I’m not chubby. I’m not big-boned or overweight or round. And I am definitely not “plus size.” I am fat, and while I’m by no means proud of this, I’m also not ashamed. Of course I’m supposed to be, according to medical experts, fashion magazines and every asshole I’ve ever met, but I’ve never been good at listening to other people when they tell me who I should be.
But just because I don’t listen, it doesn’t mean I don’t hear. I’m aware of the fat jokes that have followed me since sixth grade and the not-so-subtle comments that I could probably be more “normal” if I started eating celery for every meal. I’d be lying if I said this kind of stuff isn’t what fueled the plethora of insecurities about myself and my body that I’ve carried around with me since I was old enough to understand why boys didn’t want to hold my hand on the playground.
And then, of course, the same people who make the jokes and the comments try to cover their own tracks by saying Don’t let your ugly on the outside dim how beautiful you are on the inside.

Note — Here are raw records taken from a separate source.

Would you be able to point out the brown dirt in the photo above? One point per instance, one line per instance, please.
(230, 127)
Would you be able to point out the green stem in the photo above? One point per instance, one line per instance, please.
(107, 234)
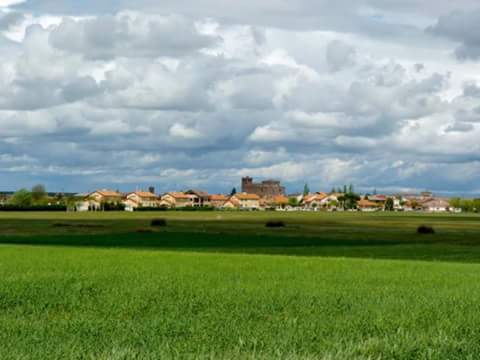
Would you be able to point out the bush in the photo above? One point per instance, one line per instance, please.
(113, 207)
(145, 208)
(158, 222)
(275, 224)
(43, 208)
(423, 229)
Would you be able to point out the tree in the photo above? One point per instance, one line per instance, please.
(293, 202)
(306, 190)
(389, 204)
(38, 193)
(350, 189)
(22, 197)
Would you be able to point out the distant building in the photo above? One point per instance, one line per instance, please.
(218, 200)
(267, 188)
(141, 199)
(243, 201)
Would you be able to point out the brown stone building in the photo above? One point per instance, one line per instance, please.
(267, 188)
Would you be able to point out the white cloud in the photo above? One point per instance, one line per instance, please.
(356, 92)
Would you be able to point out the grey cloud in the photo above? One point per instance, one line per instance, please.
(459, 127)
(339, 55)
(130, 35)
(471, 90)
(156, 102)
(462, 27)
(10, 19)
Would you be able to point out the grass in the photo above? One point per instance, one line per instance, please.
(222, 285)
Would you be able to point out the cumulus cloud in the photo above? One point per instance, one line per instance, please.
(339, 55)
(462, 27)
(352, 93)
(129, 34)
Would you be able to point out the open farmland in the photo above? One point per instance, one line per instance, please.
(222, 285)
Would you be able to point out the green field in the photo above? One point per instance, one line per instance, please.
(222, 285)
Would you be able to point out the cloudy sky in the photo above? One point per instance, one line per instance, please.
(122, 94)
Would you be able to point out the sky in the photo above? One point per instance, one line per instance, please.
(382, 94)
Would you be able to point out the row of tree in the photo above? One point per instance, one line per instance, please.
(37, 196)
(467, 205)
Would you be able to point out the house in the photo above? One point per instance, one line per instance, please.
(278, 202)
(314, 201)
(141, 199)
(201, 198)
(243, 201)
(106, 196)
(331, 202)
(217, 201)
(177, 200)
(378, 199)
(436, 205)
(367, 205)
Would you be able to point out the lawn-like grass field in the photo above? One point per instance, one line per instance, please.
(222, 285)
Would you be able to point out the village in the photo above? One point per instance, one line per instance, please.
(267, 195)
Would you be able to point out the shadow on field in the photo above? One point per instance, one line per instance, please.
(267, 245)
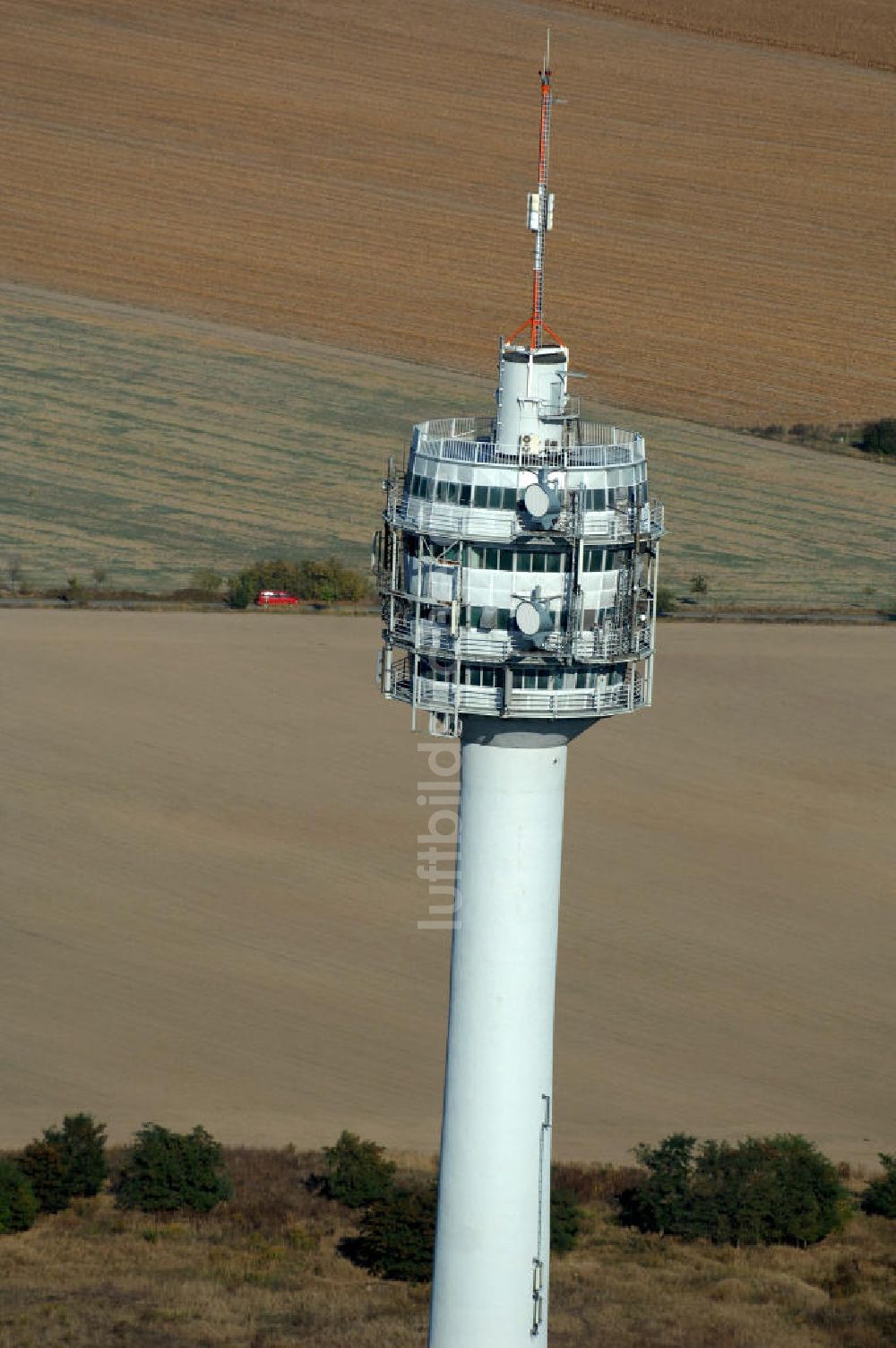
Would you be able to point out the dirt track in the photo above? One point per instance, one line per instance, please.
(211, 901)
(358, 177)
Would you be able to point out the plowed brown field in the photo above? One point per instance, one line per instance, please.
(211, 901)
(356, 174)
(860, 31)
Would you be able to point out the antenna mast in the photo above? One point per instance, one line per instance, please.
(540, 213)
(545, 203)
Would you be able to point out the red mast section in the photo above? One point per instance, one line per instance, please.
(540, 217)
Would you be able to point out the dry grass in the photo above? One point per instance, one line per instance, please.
(154, 446)
(264, 1272)
(211, 872)
(724, 212)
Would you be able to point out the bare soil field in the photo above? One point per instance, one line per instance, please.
(211, 904)
(358, 177)
(147, 448)
(860, 31)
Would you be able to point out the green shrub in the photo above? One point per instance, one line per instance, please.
(880, 437)
(318, 581)
(879, 1198)
(396, 1235)
(18, 1204)
(762, 1190)
(566, 1220)
(356, 1173)
(67, 1162)
(168, 1171)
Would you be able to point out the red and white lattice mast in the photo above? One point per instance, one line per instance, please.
(518, 572)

Well, guess what. My outside, with it’s rolls and bumps and scars, is beautiful. And I let it define me every day because my weight and my body and my fat is still a part of me. It allows people to judge my book by its cover and then I can see who thinks the story is still worth reading. It tells the people I meet that I am not the type of girl who’s afraid to eat the second half of the custard-filled doughnut. My fat has taught me that there are boys who will think it’s gross that you have a crush on them, but that there also might be boys who think your body is just another part to love.
And it tells me that I am strong enough, in this body that society has deemed I should apologize for, to still find the belief in myself to keep dreaming and being exactly who I am.
Why wouldn’t I want something like that to define me?